Monday, June 25, 2007

Pfizer / Eisai - Aricept: order on the court

Economic modelling will be in the dock in London's High Court this morning, as a groundbreaking legal challenge over access to dementia drugs get under way.

The case centres on treatments for "mild stage" Alzheimer's disease and pits Eisai, the big Japanese drugmaker, together with The Alzheimer's Society and Shire Pharmaceuticals, against the National Institute for Health and Clinical Excellence, which recommends the treatments the National Health Service should adopt.

Although the number of judicial review challenges to decisions by hospitals or health authorities over the funding of specific drugs or treatments - such as herceptin, the breast cancer drug - has been growing, this is the first time that anyone has taken on NICE directly.

It is also believed to be one of the first cases to challenge the fairness and rationality of underlying economic modelling used to arrive at a cost-benefit decision, and the first in the healthcare field.

"It's never been done before in the health context, as far as I'm aware - this case is very, very novel in many ways," says John Halford at Bindman & Partners, the law firm advising the Alzheimer's Society.

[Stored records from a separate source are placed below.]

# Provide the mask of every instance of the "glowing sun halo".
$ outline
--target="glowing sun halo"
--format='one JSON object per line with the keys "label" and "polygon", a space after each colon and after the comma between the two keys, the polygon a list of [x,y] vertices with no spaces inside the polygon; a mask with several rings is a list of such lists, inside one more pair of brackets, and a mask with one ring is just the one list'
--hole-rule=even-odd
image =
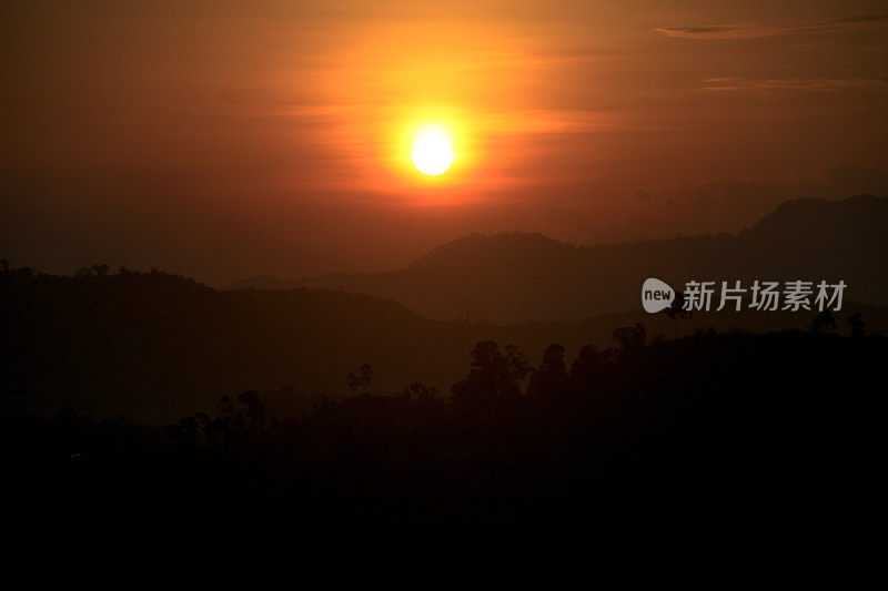
{"label": "glowing sun halo", "polygon": [[453,164],[447,132],[441,128],[423,128],[413,141],[413,165],[423,174],[436,175]]}

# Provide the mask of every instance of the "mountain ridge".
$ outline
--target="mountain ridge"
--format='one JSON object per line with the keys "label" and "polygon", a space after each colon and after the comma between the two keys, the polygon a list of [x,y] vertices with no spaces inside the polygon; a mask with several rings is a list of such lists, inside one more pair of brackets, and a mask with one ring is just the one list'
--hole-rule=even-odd
{"label": "mountain ridge", "polygon": [[647,277],[679,289],[687,281],[845,281],[855,300],[888,305],[888,277],[871,267],[874,259],[888,259],[886,238],[888,198],[800,198],[735,234],[574,245],[538,233],[474,233],[401,269],[331,273],[285,285],[386,297],[435,319],[497,323],[630,312],[639,307]]}

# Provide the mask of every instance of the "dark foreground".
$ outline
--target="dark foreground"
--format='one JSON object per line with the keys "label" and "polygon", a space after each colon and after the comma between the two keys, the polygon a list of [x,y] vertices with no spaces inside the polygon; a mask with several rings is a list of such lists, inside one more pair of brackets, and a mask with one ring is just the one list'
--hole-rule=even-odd
{"label": "dark foreground", "polygon": [[592,531],[646,510],[861,510],[880,466],[888,339],[645,344],[635,330],[568,367],[553,346],[535,371],[480,343],[448,397],[414,385],[278,416],[244,393],[168,428],[6,416],[9,507],[91,523],[296,522],[334,538]]}

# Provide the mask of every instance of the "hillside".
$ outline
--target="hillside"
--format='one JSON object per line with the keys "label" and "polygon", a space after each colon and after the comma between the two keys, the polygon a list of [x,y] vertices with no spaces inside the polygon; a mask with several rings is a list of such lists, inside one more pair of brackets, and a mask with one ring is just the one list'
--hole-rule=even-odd
{"label": "hillside", "polygon": [[888,274],[874,273],[874,261],[888,261],[888,200],[860,195],[787,202],[738,234],[596,246],[539,234],[474,234],[403,269],[293,285],[386,297],[438,319],[579,320],[637,309],[647,277],[679,289],[695,279],[841,279],[849,299],[888,305]]}
{"label": "hillside", "polygon": [[[538,238],[534,238],[538,240]],[[346,374],[373,368],[371,390],[420,381],[448,391],[468,351],[493,339],[519,346],[532,365],[552,343],[568,358],[586,344],[613,345],[614,329],[644,323],[648,335],[696,329],[806,328],[813,313],[695,314],[677,326],[665,314],[598,315],[582,322],[508,326],[431,320],[389,299],[335,292],[219,292],[165,273],[36,275],[0,273],[0,410],[170,420],[212,411],[248,389],[349,395]],[[888,312],[848,303],[867,327],[888,332]]]}

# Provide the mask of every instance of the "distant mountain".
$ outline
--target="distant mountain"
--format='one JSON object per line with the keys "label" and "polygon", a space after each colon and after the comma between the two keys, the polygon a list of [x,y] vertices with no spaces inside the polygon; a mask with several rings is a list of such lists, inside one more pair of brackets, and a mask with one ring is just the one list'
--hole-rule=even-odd
{"label": "distant mountain", "polygon": [[[613,345],[615,328],[636,323],[652,336],[672,337],[710,326],[805,328],[814,317],[709,313],[676,325],[666,314],[637,310],[502,326],[431,320],[390,299],[331,289],[219,292],[159,272],[58,277],[0,271],[0,415],[74,408],[157,421],[212,411],[221,396],[246,389],[291,385],[302,394],[347,396],[346,374],[365,363],[373,367],[374,393],[415,381],[446,393],[484,339],[517,345],[538,365],[552,343],[565,346],[569,363],[582,345]],[[888,332],[888,310],[848,303],[836,315],[846,333],[850,312],[861,312],[868,328]]]}
{"label": "distant mountain", "polygon": [[473,234],[403,269],[283,285],[376,295],[440,319],[578,320],[637,309],[647,277],[678,289],[687,281],[841,279],[849,299],[886,305],[886,261],[888,200],[860,195],[790,201],[738,234],[595,246],[521,232]]}

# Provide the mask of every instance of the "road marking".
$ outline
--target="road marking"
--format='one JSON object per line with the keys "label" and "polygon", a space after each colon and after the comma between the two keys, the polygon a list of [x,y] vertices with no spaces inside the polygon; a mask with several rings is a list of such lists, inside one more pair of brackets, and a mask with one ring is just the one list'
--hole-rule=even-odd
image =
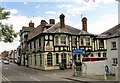
{"label": "road marking", "polygon": [[56,74],[53,74],[53,75],[56,75]]}
{"label": "road marking", "polygon": [[4,69],[6,69],[6,70],[7,70],[8,68],[6,67],[6,68],[4,68]]}
{"label": "road marking", "polygon": [[23,75],[26,75],[26,74],[23,74]]}
{"label": "road marking", "polygon": [[21,74],[21,75],[22,75],[22,73],[19,73],[19,74]]}
{"label": "road marking", "polygon": [[2,80],[6,83],[12,83],[8,78],[6,78],[4,75],[2,75]]}
{"label": "road marking", "polygon": [[30,78],[33,79],[33,80],[36,80],[36,81],[41,81],[41,80],[39,80],[37,78],[34,78],[34,77],[30,77]]}

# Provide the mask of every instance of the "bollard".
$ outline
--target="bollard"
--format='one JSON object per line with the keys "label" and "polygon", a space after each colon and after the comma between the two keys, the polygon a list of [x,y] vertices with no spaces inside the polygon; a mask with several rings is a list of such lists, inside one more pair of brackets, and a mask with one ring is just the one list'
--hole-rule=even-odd
{"label": "bollard", "polygon": [[115,68],[115,78],[116,78],[116,81],[118,81],[118,65]]}

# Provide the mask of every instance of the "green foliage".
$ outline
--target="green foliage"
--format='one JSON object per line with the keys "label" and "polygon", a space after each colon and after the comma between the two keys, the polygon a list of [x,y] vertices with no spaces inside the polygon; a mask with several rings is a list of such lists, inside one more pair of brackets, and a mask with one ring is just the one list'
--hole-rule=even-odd
{"label": "green foliage", "polygon": [[[8,19],[10,15],[10,12],[4,11],[4,8],[0,6],[0,20]],[[0,41],[7,42],[13,42],[13,39],[17,37],[17,33],[13,30],[12,25],[3,25],[0,22]]]}

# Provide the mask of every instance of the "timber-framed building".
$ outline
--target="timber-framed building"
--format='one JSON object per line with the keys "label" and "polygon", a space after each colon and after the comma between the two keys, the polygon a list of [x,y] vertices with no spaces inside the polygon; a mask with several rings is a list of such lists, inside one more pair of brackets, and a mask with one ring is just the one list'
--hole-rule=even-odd
{"label": "timber-framed building", "polygon": [[[30,22],[20,31],[20,63],[42,70],[59,69],[59,63],[69,67],[70,59],[82,61],[83,57],[107,57],[106,39],[87,31],[87,18],[82,18],[82,30],[60,22],[41,20],[38,27]],[[85,54],[73,55],[74,49],[84,49]]]}

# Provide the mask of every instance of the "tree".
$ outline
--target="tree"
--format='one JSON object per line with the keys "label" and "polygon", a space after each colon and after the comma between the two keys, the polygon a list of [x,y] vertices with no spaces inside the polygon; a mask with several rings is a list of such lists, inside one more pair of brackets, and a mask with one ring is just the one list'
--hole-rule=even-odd
{"label": "tree", "polygon": [[2,20],[7,20],[9,18],[10,12],[4,11],[5,9],[0,6],[0,41],[5,43],[13,42],[13,39],[17,37],[17,33],[13,30],[12,25],[2,24]]}

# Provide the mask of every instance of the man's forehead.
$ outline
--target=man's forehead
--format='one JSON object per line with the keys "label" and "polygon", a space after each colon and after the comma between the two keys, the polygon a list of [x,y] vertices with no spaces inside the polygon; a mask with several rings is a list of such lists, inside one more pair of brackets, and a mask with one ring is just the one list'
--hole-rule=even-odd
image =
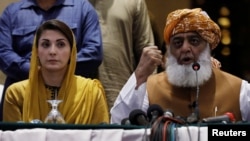
{"label": "man's forehead", "polygon": [[171,37],[171,39],[179,38],[179,37],[201,37],[197,32],[183,32],[177,33]]}

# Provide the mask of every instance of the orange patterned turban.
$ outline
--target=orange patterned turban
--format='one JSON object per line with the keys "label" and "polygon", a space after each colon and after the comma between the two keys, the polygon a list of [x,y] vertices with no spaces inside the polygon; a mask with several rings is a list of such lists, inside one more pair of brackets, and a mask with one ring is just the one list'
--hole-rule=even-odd
{"label": "orange patterned turban", "polygon": [[221,39],[219,26],[200,8],[182,9],[171,12],[167,17],[164,29],[164,40],[167,44],[170,37],[182,32],[196,31],[214,49]]}

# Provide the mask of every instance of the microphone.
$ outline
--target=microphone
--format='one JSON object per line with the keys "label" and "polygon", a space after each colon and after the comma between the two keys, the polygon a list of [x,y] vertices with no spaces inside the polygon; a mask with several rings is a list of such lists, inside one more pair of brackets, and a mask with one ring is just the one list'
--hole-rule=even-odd
{"label": "microphone", "polygon": [[163,116],[164,116],[164,117],[174,117],[174,113],[173,113],[171,110],[166,110],[166,111],[163,113]]}
{"label": "microphone", "polygon": [[200,64],[197,62],[194,62],[192,65],[192,68],[194,71],[198,71],[200,69]]}
{"label": "microphone", "polygon": [[203,123],[232,123],[235,122],[235,117],[233,113],[227,112],[222,116],[216,116],[216,117],[208,117],[202,119]]}
{"label": "microphone", "polygon": [[128,117],[127,117],[127,118],[124,118],[124,119],[121,121],[121,125],[131,125],[129,118],[128,118]]}
{"label": "microphone", "polygon": [[193,70],[196,73],[196,100],[194,102],[194,112],[187,117],[187,122],[188,123],[195,123],[198,122],[199,120],[199,106],[198,106],[198,100],[199,100],[199,85],[198,85],[198,73],[197,71],[200,69],[200,64],[197,62],[194,62],[192,65]]}
{"label": "microphone", "polygon": [[147,115],[141,109],[135,109],[129,114],[129,121],[132,125],[149,125]]}
{"label": "microphone", "polygon": [[154,121],[162,115],[163,115],[163,109],[161,108],[161,106],[157,104],[152,104],[149,106],[147,110],[147,116],[151,124],[153,124]]}

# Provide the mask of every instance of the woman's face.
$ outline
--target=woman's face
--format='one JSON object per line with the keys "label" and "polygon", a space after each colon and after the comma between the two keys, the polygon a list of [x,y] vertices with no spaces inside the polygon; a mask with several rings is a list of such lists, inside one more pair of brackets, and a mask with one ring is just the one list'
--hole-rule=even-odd
{"label": "woman's face", "polygon": [[42,70],[66,70],[71,54],[67,38],[58,30],[45,30],[38,40],[38,58]]}

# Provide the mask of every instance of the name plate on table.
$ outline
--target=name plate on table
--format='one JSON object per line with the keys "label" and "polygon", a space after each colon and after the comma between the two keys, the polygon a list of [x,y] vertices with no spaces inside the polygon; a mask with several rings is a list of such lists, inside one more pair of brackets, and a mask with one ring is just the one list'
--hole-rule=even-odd
{"label": "name plate on table", "polygon": [[249,141],[249,123],[208,124],[208,140],[237,139]]}

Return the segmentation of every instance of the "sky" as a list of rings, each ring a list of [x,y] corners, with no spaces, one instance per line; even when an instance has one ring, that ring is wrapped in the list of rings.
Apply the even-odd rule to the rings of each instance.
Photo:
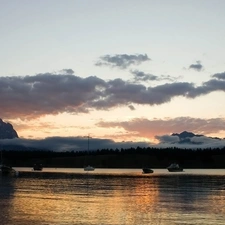
[[[60,139],[60,149],[88,136],[99,147],[171,146],[185,130],[223,139],[224,9],[224,0],[0,0],[0,118],[21,140]]]

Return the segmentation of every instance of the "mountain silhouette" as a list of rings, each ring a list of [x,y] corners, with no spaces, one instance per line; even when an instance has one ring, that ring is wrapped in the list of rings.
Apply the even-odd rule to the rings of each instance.
[[[18,138],[17,132],[13,129],[10,123],[5,123],[0,118],[0,139]]]

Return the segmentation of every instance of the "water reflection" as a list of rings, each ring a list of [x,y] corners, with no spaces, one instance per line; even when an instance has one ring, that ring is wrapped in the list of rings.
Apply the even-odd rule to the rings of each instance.
[[[0,179],[0,220],[24,224],[223,224],[223,175],[22,173]]]

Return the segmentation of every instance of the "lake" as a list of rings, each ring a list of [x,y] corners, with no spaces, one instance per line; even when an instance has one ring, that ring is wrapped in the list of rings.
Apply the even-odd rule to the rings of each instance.
[[[225,224],[225,170],[15,168],[0,177],[1,225]]]

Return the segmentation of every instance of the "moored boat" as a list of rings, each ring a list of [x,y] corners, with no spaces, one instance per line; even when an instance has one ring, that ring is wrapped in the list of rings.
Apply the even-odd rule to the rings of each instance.
[[[33,166],[33,170],[35,171],[42,171],[43,169],[43,166],[41,163],[35,163],[34,166]]]
[[[183,168],[179,166],[177,163],[172,163],[167,167],[169,172],[182,172]]]
[[[90,166],[90,165],[84,167],[84,171],[94,171],[94,170],[95,170],[95,168],[93,166]]]

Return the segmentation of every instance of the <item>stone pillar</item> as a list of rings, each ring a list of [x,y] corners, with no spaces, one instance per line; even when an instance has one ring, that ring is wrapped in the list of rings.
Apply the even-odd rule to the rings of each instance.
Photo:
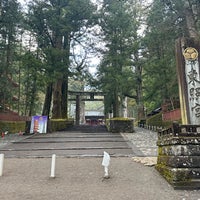
[[[200,189],[200,125],[158,132],[156,169],[175,189]]]
[[[76,95],[76,125],[80,125],[80,96]]]

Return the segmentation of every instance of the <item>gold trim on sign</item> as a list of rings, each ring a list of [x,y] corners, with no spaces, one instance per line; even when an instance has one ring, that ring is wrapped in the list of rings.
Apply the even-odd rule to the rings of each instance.
[[[196,60],[198,58],[198,51],[193,47],[187,47],[183,52],[183,56],[186,60]]]

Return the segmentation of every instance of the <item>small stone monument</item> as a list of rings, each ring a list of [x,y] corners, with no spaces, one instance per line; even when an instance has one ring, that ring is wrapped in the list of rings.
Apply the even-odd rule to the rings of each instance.
[[[176,41],[182,124],[158,131],[156,169],[176,189],[200,189],[200,42]]]

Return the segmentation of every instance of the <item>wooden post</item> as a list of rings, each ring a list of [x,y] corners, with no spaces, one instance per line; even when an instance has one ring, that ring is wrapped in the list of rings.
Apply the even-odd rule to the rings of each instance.
[[[183,124],[200,124],[200,42],[193,38],[176,41],[176,61]]]

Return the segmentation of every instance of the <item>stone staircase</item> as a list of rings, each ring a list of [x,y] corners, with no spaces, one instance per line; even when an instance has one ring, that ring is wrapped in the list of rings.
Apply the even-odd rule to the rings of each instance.
[[[105,125],[74,125],[67,128],[67,132],[80,132],[80,133],[107,133]]]

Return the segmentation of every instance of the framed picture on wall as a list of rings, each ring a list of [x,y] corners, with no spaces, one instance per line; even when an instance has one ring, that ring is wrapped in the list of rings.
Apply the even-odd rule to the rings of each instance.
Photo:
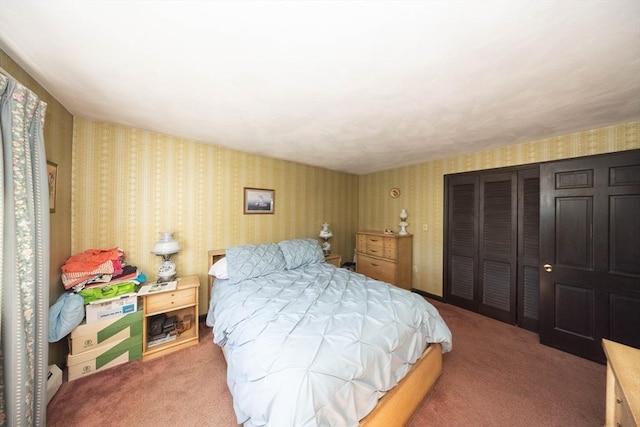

The dispute centres on revised guidance which NICE issued in November, recommending that three drug treatments - all of which involve acetylcholinesterase inhibitors - should no longer be given to people suffering from mild dementia. Instead, NICE recommended these be reserved until individuals reached the "moderate" stage.

Eisai is the licence holder of Aricept, one of these treatments, and is backed in the challenge by co-marketer Pfizer, while Shire supplies another, called Reminyl.

NICE says the new guidance - which is estimated to save £13m a year - follows three years of careful analysis. It stresses that drugs are only part of the care needed by sufferers of Alzheimer's disease. "Non-drug interventions have an important part to play and the evidence indicates that drugs are simply not effective for some patients," said Andrew Dillon, NICE chief executive.